Réduction de la production
Pour Airbus et ses fournisseurs, le choc est terrible. Alors que tous les acteurs se préparaient en début d'année à augmenter les cadences pour accompagner la croissance du transport aérien, ils doivent faire machine arrière en un temps record. Décidées il y a trois semaines, les cadences de production d'Airbus ont été réduites d'un tiers, passant de 60 à 40 appareils par mois pour les appareils de la famille A320, d'une dizaine à 6 par mois pour l'A350, et de 3 à 2 par mois pour l'A330. Pour autant, une nouvelle révision à la baisse n'est pas à exclure en juin à l'occasion de l'ajustement du plan de production. L'objectif d'Airbus est d'arriver à une production correspondant aux livraisons.
Airbus brûle du cash à une vitesse sans précédent
Cette chute brutale des livraisons prive l'avionneur de rentrées d'argent, alors que les coûts ne peuvent être ajustés aussi rapidement au regard de la taille de l'entreprise et de la complexité de son modèle industriel.
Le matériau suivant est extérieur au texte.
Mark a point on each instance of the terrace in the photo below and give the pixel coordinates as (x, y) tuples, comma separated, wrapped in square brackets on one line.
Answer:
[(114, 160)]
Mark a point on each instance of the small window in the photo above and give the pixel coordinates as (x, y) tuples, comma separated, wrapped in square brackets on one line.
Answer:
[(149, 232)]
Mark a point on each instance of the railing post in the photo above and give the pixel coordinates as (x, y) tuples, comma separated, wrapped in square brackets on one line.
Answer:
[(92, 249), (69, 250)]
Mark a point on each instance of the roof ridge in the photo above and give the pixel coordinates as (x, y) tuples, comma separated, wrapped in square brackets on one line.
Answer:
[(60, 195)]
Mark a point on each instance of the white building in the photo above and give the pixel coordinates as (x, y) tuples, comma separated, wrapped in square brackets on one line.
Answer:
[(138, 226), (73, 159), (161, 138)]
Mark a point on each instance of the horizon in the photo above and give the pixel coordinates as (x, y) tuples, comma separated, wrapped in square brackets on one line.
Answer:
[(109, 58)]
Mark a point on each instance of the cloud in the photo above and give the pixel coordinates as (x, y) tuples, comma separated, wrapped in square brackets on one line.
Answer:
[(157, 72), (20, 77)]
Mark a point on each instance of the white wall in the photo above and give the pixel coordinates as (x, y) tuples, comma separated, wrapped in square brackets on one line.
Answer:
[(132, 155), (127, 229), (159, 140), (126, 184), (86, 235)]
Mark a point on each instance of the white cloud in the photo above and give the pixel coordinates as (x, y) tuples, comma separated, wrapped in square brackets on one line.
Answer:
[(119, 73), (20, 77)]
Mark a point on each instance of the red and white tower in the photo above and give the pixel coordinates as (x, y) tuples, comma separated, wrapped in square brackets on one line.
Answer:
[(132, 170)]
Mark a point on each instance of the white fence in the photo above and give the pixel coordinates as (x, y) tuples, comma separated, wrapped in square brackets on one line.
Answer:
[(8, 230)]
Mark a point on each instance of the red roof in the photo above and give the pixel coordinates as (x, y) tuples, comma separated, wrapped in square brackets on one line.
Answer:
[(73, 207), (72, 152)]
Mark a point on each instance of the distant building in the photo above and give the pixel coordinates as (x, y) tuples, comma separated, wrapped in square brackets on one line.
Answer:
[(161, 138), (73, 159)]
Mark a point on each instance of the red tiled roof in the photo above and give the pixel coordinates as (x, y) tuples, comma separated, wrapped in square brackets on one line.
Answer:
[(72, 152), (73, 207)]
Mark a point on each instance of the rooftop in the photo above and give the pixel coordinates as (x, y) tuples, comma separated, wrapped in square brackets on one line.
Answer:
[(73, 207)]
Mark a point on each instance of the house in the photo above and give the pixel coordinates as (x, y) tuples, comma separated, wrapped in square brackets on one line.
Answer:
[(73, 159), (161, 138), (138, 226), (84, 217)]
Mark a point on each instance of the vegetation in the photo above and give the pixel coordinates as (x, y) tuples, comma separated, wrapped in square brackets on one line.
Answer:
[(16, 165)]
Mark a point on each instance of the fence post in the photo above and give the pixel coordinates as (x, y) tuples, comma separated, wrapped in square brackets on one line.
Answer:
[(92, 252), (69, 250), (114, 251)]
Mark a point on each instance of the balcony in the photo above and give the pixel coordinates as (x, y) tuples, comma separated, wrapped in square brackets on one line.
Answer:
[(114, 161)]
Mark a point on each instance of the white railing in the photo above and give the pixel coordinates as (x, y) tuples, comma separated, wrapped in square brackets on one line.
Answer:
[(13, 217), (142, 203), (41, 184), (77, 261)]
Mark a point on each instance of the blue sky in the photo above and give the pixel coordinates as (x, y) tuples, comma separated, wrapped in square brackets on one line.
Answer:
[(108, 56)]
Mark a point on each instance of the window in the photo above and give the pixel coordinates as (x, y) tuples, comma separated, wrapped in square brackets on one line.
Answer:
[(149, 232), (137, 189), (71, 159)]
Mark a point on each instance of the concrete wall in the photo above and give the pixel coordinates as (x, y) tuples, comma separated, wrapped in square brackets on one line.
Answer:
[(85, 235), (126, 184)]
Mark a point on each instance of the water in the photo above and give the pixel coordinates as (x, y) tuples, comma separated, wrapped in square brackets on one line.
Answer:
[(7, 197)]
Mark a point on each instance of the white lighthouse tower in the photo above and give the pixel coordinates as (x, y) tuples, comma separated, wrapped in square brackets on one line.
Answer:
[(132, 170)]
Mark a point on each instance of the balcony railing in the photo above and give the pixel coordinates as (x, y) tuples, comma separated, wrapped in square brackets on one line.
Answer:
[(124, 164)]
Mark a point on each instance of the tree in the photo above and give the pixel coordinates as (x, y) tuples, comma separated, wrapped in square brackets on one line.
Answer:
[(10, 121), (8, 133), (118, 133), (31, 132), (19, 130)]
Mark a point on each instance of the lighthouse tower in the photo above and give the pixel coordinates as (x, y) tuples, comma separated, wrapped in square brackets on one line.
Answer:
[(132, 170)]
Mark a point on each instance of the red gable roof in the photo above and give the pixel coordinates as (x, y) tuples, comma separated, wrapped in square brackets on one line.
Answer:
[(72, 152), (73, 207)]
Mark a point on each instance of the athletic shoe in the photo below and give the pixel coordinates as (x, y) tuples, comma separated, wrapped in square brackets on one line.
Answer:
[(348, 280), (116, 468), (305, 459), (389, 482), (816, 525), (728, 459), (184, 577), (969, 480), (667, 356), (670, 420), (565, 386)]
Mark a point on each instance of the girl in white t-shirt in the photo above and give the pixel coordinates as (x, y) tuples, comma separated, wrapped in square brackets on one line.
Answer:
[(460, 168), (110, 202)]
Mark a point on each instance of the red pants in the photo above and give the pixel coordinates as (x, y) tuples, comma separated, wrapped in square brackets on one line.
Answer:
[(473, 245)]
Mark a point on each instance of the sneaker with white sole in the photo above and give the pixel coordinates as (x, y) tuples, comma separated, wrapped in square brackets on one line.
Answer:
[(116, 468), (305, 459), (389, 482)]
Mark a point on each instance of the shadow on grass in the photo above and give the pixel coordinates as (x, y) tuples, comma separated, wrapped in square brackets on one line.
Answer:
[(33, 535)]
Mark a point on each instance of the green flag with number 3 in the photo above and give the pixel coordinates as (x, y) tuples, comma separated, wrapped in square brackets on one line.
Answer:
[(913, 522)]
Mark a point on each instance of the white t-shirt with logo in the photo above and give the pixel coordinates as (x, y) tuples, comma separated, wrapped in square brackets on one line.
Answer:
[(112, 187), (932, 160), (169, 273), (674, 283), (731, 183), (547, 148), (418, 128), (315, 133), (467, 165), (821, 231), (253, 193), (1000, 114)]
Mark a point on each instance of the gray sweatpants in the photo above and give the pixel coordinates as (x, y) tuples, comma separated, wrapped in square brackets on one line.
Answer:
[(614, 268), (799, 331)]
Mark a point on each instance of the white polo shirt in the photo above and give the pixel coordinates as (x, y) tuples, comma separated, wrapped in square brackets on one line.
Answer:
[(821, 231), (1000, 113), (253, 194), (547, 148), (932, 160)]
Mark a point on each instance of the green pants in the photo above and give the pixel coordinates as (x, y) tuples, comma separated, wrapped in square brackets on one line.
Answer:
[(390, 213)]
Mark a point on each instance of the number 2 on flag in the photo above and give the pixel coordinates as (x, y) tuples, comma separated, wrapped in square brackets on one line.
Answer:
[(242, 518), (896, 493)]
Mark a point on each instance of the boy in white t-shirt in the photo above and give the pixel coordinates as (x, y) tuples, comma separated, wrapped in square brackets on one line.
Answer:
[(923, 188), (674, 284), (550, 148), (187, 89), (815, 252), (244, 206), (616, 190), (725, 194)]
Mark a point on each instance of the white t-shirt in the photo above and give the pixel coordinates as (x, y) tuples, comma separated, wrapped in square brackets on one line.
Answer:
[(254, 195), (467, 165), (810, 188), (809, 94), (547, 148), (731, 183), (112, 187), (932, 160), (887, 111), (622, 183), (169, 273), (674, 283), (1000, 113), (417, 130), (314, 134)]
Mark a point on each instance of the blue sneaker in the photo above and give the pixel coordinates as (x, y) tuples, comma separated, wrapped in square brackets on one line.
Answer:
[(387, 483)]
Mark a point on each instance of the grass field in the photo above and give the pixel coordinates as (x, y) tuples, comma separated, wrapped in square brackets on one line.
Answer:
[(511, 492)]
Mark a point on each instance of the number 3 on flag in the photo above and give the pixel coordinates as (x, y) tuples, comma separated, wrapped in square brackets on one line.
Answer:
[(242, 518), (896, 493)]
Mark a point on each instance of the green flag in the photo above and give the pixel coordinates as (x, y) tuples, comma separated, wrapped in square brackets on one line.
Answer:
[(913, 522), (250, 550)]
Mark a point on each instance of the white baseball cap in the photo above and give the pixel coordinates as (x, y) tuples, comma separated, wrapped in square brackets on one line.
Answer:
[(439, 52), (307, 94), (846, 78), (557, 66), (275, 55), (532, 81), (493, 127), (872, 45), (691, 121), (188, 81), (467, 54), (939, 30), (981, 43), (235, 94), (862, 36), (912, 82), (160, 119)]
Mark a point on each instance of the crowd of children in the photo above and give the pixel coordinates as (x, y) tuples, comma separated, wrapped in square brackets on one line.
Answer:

Résultat, Airbus brûle du cash, "à une vitesse sans précédent" pouvant "menacer l'existence même de notre société", a indiqué fin avril le directeur général d'Airbus Guillaume Faury dans un courrier adressé aux salariés. Après les huit milliards d'euros consommés au premier trimestre (dont 3,6 milliards d'euros liés à l'amende dans le dossier de corruption), les analystes tablent sur environ 7,5 milliards d'euros au deuxième trimestre. Selon Dominik Asam, le directeur financier, il faudra attendre le dernier trimestre pour qu'Airbus cesse de brûler du cash. Pour autant, Guillaume Faury a récemment assuré sur RTL qu'Airbus "n'avait pas de problème de liquidités". Il y a un mois, le groupe a levé 10 milliards d'euros de liquidités, portant ainsi le montant des liquidités disponibles à 30 milliards d'euros.
La baisse drastique de la production va provoquer d'énormes sureffectifs parmi les 135.000 salariés que compte le groupe. Selon certains observateurs, les plans de départs pourraient être supérieurs aux 10.000 suppressions de postes du plan Power 8 en 2008-2009.